Dense Optimizer : An Information Entropy-Guided Structural Search Method for Dense-like Neural Network Design
Liu Tianyuan, Hou Libin, Wang Linyuan, Song Xiyu, Yan Bin
TL;DR
The paper introduces Dense Optimizer, an information-entropy-guided method for automatically designing dense-like neural networks by maximizing multi-scale entropy under a power-law distribution across stages. It decouples architecture search from weight training and solves the resulting optimization with a branch-and-bound algorithm, achieving CPU-based search in about 4 hours. Empirical results on CIFAR-100 (and other datasets) show DenseNet-OPT can outperform manually designed DenseNets and several NAS baselines, achieving substantial accuracy gains. The approach offers a principled, scalable framework for dense architecture design and suggests broader applicability to dense-like networks beyond DenseNet.
Abstract
Dense Convolutional Network has been continuously refined to adopt a highly efficient and compact architecture, owing to its lightweight and efficient structure. However, the current Dense-like architectures are mainly designed manually, it becomes increasingly difficult to adjust the channels and reuse level based on past experience.
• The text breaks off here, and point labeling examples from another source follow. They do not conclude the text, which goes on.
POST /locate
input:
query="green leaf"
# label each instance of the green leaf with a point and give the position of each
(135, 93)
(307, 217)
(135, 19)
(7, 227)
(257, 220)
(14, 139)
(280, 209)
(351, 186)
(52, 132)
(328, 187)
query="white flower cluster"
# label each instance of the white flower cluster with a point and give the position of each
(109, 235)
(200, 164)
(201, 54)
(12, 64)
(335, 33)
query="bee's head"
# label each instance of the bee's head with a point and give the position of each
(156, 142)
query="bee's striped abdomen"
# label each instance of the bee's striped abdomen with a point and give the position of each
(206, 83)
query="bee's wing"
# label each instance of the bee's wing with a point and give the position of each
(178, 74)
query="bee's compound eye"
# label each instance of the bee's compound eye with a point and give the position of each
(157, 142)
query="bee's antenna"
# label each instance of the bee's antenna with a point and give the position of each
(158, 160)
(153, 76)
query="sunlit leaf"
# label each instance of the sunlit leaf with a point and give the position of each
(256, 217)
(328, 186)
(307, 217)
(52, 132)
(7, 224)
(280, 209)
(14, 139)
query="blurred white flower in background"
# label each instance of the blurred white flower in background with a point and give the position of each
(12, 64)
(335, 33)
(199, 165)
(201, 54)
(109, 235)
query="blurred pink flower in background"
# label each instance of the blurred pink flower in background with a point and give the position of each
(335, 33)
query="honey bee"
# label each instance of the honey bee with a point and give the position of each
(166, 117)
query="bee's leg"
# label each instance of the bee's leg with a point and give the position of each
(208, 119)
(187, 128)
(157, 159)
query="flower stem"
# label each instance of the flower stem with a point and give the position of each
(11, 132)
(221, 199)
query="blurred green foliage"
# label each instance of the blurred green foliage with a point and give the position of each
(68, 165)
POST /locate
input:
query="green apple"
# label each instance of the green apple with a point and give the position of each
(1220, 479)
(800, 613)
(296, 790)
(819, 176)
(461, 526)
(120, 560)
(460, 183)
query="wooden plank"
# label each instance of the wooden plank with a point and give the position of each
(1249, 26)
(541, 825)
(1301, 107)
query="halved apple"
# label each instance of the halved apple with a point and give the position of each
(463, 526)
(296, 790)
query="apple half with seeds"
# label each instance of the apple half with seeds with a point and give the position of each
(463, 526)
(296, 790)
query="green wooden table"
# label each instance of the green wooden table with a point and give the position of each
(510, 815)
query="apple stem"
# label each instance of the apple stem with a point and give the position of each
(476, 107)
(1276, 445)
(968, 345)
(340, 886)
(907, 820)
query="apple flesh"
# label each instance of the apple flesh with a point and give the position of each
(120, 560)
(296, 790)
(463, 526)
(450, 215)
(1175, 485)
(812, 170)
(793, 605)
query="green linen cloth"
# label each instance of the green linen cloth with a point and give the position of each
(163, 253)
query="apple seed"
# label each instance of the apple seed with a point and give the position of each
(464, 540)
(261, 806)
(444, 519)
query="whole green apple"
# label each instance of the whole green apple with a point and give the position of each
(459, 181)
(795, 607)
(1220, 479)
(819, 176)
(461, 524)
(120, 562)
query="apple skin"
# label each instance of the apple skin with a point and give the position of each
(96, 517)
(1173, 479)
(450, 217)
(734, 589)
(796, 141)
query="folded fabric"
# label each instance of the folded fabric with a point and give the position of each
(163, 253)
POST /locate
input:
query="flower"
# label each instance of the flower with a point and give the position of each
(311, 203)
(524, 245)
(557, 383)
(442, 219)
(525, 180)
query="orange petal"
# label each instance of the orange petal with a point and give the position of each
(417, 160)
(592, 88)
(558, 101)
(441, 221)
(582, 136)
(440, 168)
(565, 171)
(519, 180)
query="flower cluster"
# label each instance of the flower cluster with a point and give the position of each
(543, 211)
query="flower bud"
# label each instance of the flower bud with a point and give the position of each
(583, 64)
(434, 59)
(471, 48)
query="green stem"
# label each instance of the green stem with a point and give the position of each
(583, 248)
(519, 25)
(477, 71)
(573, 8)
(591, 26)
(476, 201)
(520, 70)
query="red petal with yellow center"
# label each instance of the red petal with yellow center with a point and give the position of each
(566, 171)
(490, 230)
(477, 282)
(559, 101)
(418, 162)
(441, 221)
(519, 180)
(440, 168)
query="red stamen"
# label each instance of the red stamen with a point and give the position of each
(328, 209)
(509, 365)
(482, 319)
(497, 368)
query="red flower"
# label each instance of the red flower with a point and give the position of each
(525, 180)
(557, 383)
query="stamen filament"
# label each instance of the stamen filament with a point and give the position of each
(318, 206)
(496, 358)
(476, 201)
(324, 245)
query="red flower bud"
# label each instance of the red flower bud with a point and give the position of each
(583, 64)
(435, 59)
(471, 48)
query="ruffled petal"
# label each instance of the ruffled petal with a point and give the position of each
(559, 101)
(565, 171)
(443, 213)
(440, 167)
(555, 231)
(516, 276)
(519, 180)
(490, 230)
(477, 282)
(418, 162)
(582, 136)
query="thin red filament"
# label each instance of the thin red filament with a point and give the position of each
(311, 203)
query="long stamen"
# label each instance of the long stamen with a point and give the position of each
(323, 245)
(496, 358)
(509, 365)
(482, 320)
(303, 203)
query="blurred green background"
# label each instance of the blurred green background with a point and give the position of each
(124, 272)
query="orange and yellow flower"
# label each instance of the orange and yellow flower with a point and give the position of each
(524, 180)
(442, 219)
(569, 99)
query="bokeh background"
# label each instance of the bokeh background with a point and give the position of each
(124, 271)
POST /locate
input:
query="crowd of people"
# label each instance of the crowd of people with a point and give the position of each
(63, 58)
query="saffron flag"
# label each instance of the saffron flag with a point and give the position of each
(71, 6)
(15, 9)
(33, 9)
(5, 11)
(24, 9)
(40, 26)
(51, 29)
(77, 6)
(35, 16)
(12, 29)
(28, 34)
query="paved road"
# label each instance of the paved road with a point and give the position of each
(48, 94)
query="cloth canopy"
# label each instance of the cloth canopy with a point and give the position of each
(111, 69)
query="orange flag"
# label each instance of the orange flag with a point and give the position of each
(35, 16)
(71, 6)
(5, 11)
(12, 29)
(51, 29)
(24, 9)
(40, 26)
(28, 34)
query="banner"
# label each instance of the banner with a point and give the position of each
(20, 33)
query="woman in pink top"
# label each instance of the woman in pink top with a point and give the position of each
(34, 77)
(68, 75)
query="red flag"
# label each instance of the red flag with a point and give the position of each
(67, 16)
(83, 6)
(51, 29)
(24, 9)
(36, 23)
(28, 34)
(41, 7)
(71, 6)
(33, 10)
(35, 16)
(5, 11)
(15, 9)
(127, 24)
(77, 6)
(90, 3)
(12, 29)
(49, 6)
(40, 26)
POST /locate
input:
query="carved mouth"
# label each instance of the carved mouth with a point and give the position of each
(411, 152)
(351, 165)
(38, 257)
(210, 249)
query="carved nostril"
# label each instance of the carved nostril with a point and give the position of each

As such, we propose an architecture search method called Dense Optimizer that can search high-performance dense-like network automatically. In Dense Optimizer, we view the dense network as a hierarchical information system, maximize the network's information entropy while constraining the distribution of the entropy across each stage via a power law, thereby constructing an optimization problem. We also propose a branch-and-bound optimization algorithm, tightly integrates power-law principle with search space scaling to solve the optimization problem efficiently. The superiority of Dense Optimizer has been validated on different computer vision benchmark datasets. Specifically, Dense Optimizer completes high-quality search but only costs 4 hours with one CPU. Our searched model DenseNet-OPT achieved a top 1 accuracy of 84.3% on CIFAR-100, which is 5.97% higher than the original one.